So you have an Apple Vision Pro, or its little cousin the Oculus Quest and you want to use the spatial movie format. This is not a new format, it has been around since 2014, but Apple is the first to start using it prominently. Sure, there is whatever they put on Disney+, or the AppleTV+ app, but you already have a library of 3D movies and want to be able to watch those in the new format.
First, you will need a Mac. This uses the Apple libraries to encode into the spatial format, so until other tools like ffmpeg or HandBrake support the new format (if ever), you will need to use the Apple tools to do this. The other tools you will need are ffmpeg (including ffprobe), SpatialMediaKit, Spatial Tool, Subler, and MP4Box (ffmpeg at this point does not understand the tags this format uses, and will break the Spatial format if you use it to copy the stream).
These videos play as spatial from the Files app if you run them from there, though there does not seem to be any indication they are spatial other than they play in 3D. This means if you are using the Simulator, there is no easy way to know if it is working or not.
They do not seem to work if loaded into the Photos app. This is likely to them being in an mp4 container rather than a mov container, and missing the tags/metadata to tell Photos that it is spatial. I will update it if I can find the specific metadata to make it seen by the Photos app.
Create Left and Right Eye Streams
The first thing you will need to do is get your video into two streams; the left and the right eye. This sounds simple, but there are a myriad of formats 3D content can be stored in. If you have a library of 3D Blu-rays, you can extract and convert them into a usable format. You can adapt some of those steps to feed it directly into the spatial format.
For side-by-side videos, you can use ffmpeg to slice and dice the frames into two streams.
ffmpeg -i "movie-sbs.mkv" -filter_complex "[0]crop=iw/2:ih:0:0,scale=iw:ih,setsar=sar=1,setdar=dar=16/9[left];[0]crop=iw/2:ih:ow:0,scale=iw:ih,setsar=sar=1,setdar=dar=16/9[right]" -map "[left]" -c:v prores_ks -profile:v 3 -an -map_chapters -1 left.mov -map "[right]" -c:v prores_ks -profile:v 3 -an -map_chapters -1 right.mov
This whopper of a command will work the magic of separating the two sides into separate stream files. The iw/2
in the crop sections takes the input width and divides it by 2. I set the storage aspect ratio to 1 (i.e. 1:1), and the display aspect ratio to what the final frame should be. Usually 16/9, but might be something else. This lets the player stretch it to the correct size. It then maps the left channel to left.mov, and the right channel to right.mov. I use prores as the algorithm since this process will re-encode the file (at least) twice, and prores is essentially lossless (it’s not really, but the loss is imperceptible).
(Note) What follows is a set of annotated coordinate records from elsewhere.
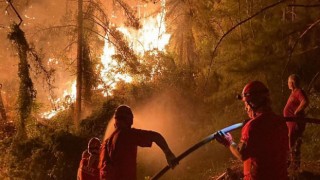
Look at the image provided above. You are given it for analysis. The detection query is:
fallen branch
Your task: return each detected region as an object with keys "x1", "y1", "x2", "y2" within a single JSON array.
[{"x1": 204, "y1": 0, "x2": 287, "y2": 90}]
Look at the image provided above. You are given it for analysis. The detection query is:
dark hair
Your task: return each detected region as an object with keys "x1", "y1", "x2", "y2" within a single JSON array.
[
  {"x1": 289, "y1": 74, "x2": 300, "y2": 87},
  {"x1": 114, "y1": 105, "x2": 133, "y2": 121}
]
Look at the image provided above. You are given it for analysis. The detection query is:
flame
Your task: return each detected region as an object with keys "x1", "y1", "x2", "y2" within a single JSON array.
[
  {"x1": 42, "y1": 0, "x2": 171, "y2": 119},
  {"x1": 40, "y1": 80, "x2": 77, "y2": 119}
]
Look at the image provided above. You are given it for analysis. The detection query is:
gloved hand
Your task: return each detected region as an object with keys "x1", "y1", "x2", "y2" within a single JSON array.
[
  {"x1": 166, "y1": 151, "x2": 179, "y2": 169},
  {"x1": 216, "y1": 131, "x2": 233, "y2": 147}
]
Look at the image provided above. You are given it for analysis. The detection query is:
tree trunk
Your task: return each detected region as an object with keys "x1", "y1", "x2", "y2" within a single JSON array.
[
  {"x1": 74, "y1": 0, "x2": 83, "y2": 130},
  {"x1": 0, "y1": 84, "x2": 7, "y2": 120}
]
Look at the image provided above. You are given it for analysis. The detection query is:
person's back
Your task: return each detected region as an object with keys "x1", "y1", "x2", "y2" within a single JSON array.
[
  {"x1": 99, "y1": 105, "x2": 175, "y2": 180},
  {"x1": 102, "y1": 128, "x2": 157, "y2": 180},
  {"x1": 242, "y1": 112, "x2": 288, "y2": 180}
]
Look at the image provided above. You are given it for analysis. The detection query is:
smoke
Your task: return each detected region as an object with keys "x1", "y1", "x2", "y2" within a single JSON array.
[{"x1": 105, "y1": 90, "x2": 227, "y2": 179}]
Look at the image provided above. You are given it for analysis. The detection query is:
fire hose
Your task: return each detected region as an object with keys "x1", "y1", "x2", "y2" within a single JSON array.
[{"x1": 151, "y1": 117, "x2": 320, "y2": 180}]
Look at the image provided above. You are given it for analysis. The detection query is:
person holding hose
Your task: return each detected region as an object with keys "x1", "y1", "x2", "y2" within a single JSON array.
[
  {"x1": 283, "y1": 74, "x2": 309, "y2": 170},
  {"x1": 216, "y1": 81, "x2": 288, "y2": 180},
  {"x1": 99, "y1": 105, "x2": 177, "y2": 180}
]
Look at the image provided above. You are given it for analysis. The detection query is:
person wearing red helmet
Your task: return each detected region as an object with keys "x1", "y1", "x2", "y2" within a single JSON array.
[
  {"x1": 99, "y1": 105, "x2": 178, "y2": 180},
  {"x1": 283, "y1": 74, "x2": 309, "y2": 170},
  {"x1": 77, "y1": 137, "x2": 101, "y2": 180},
  {"x1": 217, "y1": 81, "x2": 288, "y2": 180}
]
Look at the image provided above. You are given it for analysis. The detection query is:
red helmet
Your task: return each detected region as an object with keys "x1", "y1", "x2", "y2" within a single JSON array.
[
  {"x1": 241, "y1": 81, "x2": 269, "y2": 108},
  {"x1": 114, "y1": 105, "x2": 133, "y2": 125}
]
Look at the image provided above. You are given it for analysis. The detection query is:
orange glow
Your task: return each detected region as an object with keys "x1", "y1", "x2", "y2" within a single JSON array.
[{"x1": 41, "y1": 1, "x2": 170, "y2": 119}]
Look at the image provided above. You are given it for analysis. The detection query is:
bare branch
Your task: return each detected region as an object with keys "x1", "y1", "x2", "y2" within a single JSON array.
[
  {"x1": 6, "y1": 0, "x2": 23, "y2": 26},
  {"x1": 288, "y1": 4, "x2": 320, "y2": 8},
  {"x1": 281, "y1": 18, "x2": 320, "y2": 91},
  {"x1": 204, "y1": 0, "x2": 287, "y2": 90}
]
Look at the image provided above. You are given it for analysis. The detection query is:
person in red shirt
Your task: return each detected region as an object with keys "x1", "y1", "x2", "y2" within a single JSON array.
[
  {"x1": 217, "y1": 81, "x2": 288, "y2": 180},
  {"x1": 77, "y1": 137, "x2": 101, "y2": 180},
  {"x1": 99, "y1": 105, "x2": 177, "y2": 180},
  {"x1": 283, "y1": 74, "x2": 309, "y2": 169}
]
You will need a lot of space free for these files, though.
Over/Under videos can also be split the same way, but halve the input height instead of the input width, but it is a little more challenging to strip away all the black padded space that usually surrounds the sides, and get it to line up properly. See the attached script for the logic in cropping the black borders to make the frames line up properly.
And, of course, with these two formats, there are half-frame and full frame versions. They are exactly what they sound like; each side is squished in half either horizontally or vertically to fit into a standard (usually 1920*1080) frame. The player will then stretch them back. This was originally done because the signaling for 3D TVs could not handle full-frame bandwidth. And, of course, that was the main standard at the time. Fortunately, this limitation is gone, but unfortunately, internet habits die hard, so people still encode them this way, so you will likely most often find them in this format.
Prep your Audio Files
The final container is going to be an mp4 container, so make sure your audio is in a compatible format. I personally convert to AAC or HE-AAC as you get very good quality at reasonable bitrates. Generally better than AC-3 or DTS for the same bandwidth, but this is purely subjective and not really the subject of this post.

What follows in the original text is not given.